What I’m learning, day by day, is that there is no going back. The harder we run back towards the past, the further it retreats away from us. The more we deny the reality of present, the more what’s around us falls into decay. We cannot heal our present situation by pretending we can get rid of it.

If we cannot go back, and we don’t know what going forward will bring, it seems our only option is to exist in a limbo state of terrified paralysis, reacting as we have to when crises arise as we spin further and further out of control. Before this, I’d have told you that the answer is to surrender. Give up the reins. Let the uncertainty exhilarate you and trust in the current to pull you forward on its own.
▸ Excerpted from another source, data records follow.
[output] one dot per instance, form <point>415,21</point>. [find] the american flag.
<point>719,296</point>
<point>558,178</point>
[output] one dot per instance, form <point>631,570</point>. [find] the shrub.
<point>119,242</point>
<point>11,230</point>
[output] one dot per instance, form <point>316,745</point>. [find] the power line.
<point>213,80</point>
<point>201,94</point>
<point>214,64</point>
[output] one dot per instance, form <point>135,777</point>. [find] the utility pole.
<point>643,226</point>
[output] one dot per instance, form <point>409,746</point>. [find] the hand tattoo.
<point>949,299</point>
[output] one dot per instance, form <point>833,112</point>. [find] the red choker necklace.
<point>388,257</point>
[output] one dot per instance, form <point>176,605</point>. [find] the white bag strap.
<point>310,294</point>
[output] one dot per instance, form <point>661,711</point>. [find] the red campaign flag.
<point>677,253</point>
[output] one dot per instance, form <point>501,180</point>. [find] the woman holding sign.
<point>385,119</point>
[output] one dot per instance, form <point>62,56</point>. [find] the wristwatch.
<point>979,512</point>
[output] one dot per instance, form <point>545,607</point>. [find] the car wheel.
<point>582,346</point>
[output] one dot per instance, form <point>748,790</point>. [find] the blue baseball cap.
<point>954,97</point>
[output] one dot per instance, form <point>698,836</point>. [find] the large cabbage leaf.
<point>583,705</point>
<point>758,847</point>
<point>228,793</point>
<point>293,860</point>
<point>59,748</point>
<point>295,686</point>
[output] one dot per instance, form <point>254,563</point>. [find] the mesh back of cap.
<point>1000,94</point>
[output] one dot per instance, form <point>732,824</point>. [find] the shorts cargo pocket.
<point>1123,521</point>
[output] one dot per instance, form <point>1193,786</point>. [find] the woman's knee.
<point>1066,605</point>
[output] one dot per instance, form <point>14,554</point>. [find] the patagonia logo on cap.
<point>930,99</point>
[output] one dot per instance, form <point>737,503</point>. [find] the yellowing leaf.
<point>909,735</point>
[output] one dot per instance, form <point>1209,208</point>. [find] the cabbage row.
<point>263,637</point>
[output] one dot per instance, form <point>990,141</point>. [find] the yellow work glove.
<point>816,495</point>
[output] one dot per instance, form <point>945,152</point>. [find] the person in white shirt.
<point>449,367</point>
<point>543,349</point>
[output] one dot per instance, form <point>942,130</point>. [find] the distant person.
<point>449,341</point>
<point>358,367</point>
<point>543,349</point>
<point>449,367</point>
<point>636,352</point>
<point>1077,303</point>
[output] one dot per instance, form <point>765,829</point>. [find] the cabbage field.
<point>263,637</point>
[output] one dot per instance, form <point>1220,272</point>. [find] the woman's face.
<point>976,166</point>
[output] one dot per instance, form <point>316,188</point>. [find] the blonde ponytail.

It is still good advice, but living like that is easier said than done. I know it well myself —there are moments when it’s possible to float, but then the urge comes in to do something. We don’t know what to do. We can’t fix it, we can’t control it, but still, we know we must do something.

What we can do is do something beautiful. We can take what is around us, no matter how ugly it may seem, and do something beautiful with it. We can take this little step before us and make it beautiful. We can put what’s immediately in front of us into harmony. We can make this moment into art.

Some days, it seems everything in this world conspires towards our impotence. Illness and isolation, financial precarity and political disenfranchisement, the global scale of problems and bureaucratization of attempts to solve them — caught in this web, we have next to nothing.

What we always have is the power to respond to what’s immediately in front of us — to this place, this room, this neighborhood, this moment, these next five minutes. We have the inalienable power to choose what we do with them. Anything can get ugly if we let it fall into disrepair by continuously focusing our attention elsewhere.

I know that it’s hard to have faith when we have so little control. Sometimes you just can’t muster the will to surrender. I don’t know what’s coming next. I don’t know if we’ll see economic collapse or another pandemic, a civil war or deadlier natural disasters. I don’t know if we’ll hold it together. I don’t know if the kids will be alright.

What I know is that the future cannot be dealt with, whatever it may be, because it isn’t happening now. Only this is happening now. Give what’s here your undivided attention; don’t split yourself by longing for what isn’t. Take what’s here and turn it into art. Make it a monument to your humor and devotion.

When in doubt, do something beautiful.